Fifteen-year-old Celia Bonnet, nicknamed “Rat,” lives a peaceful life with her mother, Vanessa, a free-spirited local beauty, and Morgan, the nine-year-old orphan they have taken in. Their farmhouse compound, nestled just north of the Spanish Catalan border, is surrounded by artichoke fields and glittering ocean, cliffs where they can spy down on the rich tourists below. But when Vanessa falls for a dangerous new boyfriend, Rat must leave this place she loves.
Together with Morgan, Rat sets out for London to find the father she has never met and the man who might finally explain to Rat where she belongs. An enthralling novel with a luminous sense of place, Rat is the story of a bold, rousing heroine for our times.
From the Trade Paperback edition.
About the Author
Fernanda Eberstadt is the author of four previous novels and one book of nonfiction. Her essays and criticism have appeared in The New Yorker, The New York Times Magazine, Vogue, Vanity Fair, and Commentary. She lives in London with her husband and two children.
Praise for Rat…
“Fernanda Eberstadt’s dazzling Rat is a contemporary French fairy tale in which a fifteen year old Cinderella named Rat relies on her own goodness and grit to join the disparate halves of her unlikely, charmed, and difficult life. Eberstadt’s beautifully written tour de force touches on children parenting parents, abandonment and bravery, the ragtag legacy of the 60’s, modern terror, and the fact that, sometimes, in response to valiant effort, things still go miraculously right. Eberstadt is savvy and uncompromising, and Rat is wonderfully alive.”

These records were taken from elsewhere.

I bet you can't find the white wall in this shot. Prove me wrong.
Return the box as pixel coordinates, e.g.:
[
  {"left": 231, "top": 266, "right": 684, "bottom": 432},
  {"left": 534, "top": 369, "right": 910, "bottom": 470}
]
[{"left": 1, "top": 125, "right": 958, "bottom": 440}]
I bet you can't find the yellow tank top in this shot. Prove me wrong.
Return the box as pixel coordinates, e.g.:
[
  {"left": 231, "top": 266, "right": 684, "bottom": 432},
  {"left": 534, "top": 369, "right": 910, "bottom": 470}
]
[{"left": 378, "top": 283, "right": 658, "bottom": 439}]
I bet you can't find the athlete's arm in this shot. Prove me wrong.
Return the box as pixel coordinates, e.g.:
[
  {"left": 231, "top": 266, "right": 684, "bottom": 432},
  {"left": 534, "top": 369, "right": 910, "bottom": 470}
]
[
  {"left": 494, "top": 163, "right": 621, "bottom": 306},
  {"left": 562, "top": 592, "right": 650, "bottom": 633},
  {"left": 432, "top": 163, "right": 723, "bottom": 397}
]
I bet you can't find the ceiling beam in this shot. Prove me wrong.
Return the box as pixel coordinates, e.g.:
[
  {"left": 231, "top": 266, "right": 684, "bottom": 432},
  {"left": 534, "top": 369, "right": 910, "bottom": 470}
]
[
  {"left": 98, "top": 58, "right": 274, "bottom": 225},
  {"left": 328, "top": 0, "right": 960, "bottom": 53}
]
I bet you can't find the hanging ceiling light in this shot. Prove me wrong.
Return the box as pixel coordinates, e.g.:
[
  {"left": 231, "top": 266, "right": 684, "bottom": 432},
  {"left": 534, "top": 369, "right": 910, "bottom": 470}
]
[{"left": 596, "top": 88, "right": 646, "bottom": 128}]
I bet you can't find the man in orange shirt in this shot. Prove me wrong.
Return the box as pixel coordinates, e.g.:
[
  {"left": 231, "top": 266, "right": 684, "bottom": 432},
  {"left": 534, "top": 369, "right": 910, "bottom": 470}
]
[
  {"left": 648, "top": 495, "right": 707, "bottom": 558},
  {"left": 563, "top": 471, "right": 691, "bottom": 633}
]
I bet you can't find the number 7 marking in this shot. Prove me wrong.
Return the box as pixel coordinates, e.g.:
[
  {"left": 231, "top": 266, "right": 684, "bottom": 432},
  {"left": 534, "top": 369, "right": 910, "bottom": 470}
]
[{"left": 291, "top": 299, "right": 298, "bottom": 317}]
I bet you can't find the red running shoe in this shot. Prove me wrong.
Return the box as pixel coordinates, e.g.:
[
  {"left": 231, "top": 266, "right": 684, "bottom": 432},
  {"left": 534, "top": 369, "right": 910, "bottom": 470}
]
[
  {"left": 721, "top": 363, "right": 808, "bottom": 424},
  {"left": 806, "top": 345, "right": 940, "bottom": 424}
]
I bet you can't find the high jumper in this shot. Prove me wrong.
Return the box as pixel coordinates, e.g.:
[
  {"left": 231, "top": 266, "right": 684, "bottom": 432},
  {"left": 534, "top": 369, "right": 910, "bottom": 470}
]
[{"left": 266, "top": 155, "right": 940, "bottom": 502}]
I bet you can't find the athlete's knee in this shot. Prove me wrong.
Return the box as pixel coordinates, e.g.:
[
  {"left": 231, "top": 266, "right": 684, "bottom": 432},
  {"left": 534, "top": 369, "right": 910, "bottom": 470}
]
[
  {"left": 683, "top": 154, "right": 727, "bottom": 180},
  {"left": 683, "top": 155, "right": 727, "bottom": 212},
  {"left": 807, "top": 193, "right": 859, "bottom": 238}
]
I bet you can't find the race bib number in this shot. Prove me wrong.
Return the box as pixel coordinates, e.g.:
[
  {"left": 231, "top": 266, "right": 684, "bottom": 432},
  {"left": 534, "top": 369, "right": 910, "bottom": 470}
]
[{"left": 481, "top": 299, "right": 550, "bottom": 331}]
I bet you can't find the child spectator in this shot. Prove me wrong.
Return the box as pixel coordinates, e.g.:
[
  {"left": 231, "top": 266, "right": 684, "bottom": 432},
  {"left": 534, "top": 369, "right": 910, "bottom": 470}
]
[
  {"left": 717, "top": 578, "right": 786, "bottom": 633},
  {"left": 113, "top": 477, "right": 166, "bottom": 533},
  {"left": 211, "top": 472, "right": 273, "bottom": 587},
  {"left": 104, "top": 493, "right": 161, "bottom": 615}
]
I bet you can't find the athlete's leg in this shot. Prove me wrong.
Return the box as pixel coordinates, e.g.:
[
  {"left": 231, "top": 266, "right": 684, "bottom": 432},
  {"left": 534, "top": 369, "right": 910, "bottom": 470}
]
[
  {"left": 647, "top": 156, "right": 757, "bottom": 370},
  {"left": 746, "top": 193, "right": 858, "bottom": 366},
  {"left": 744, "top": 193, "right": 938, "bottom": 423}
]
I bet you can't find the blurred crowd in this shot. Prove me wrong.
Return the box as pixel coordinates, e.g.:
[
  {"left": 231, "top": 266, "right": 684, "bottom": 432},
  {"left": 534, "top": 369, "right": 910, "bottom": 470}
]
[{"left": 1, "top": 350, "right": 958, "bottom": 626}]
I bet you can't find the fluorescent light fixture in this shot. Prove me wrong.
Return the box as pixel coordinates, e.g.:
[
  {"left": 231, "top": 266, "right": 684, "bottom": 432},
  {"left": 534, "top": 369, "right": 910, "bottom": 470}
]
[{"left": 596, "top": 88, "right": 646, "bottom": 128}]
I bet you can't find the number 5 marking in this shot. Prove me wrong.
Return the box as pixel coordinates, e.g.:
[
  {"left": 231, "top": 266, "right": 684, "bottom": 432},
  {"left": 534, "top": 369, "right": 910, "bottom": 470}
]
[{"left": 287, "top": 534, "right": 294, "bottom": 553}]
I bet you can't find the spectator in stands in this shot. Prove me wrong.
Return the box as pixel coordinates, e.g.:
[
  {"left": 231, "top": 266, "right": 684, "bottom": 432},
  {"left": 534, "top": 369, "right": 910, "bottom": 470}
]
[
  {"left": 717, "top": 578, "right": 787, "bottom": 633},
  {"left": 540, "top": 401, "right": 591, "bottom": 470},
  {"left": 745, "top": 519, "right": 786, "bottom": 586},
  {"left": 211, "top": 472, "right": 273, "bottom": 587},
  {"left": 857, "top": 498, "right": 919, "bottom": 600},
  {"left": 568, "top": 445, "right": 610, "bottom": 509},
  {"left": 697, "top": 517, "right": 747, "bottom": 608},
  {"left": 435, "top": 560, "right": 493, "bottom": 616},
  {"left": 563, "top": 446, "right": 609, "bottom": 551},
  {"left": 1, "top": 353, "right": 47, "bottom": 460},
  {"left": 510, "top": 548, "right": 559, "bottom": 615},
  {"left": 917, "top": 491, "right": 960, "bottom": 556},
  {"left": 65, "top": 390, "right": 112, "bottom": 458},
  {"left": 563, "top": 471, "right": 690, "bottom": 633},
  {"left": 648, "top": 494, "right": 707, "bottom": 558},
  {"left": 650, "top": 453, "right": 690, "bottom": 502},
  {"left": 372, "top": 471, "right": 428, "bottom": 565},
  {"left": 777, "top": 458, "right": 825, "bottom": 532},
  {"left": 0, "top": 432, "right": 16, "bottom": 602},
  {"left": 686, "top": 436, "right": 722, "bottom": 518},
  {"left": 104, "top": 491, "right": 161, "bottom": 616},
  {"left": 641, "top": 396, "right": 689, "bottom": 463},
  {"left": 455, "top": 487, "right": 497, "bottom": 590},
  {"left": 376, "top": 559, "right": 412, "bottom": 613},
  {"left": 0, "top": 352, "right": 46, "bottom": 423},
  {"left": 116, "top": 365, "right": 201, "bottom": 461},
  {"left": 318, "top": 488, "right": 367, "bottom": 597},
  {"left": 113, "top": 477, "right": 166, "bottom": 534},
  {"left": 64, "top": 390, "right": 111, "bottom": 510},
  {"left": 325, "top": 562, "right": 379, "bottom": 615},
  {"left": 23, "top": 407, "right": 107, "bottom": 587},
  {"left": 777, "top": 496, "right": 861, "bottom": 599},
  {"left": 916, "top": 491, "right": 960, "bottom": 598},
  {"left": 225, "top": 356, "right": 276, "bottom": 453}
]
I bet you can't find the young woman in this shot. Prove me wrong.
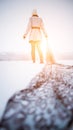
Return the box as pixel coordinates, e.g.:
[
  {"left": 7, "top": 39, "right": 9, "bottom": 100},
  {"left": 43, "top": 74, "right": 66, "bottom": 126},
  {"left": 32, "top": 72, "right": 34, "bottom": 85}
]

—Jayne Anne Phillips, author of Lark and Termite
“That fugitive grace, that rag-picking of hope from ruin, resurfaces in Eberstadt’s shrewd and sensuous fifth novel, Rat . . . Eberstadt is at her stylistic best when ranging through a “semiclandestinely inhabited” landscape of artichoke fields with sere gray leaves and “purplish bruise-colored” fruit, of electric skies over ratty storefront churches and glittering seas.”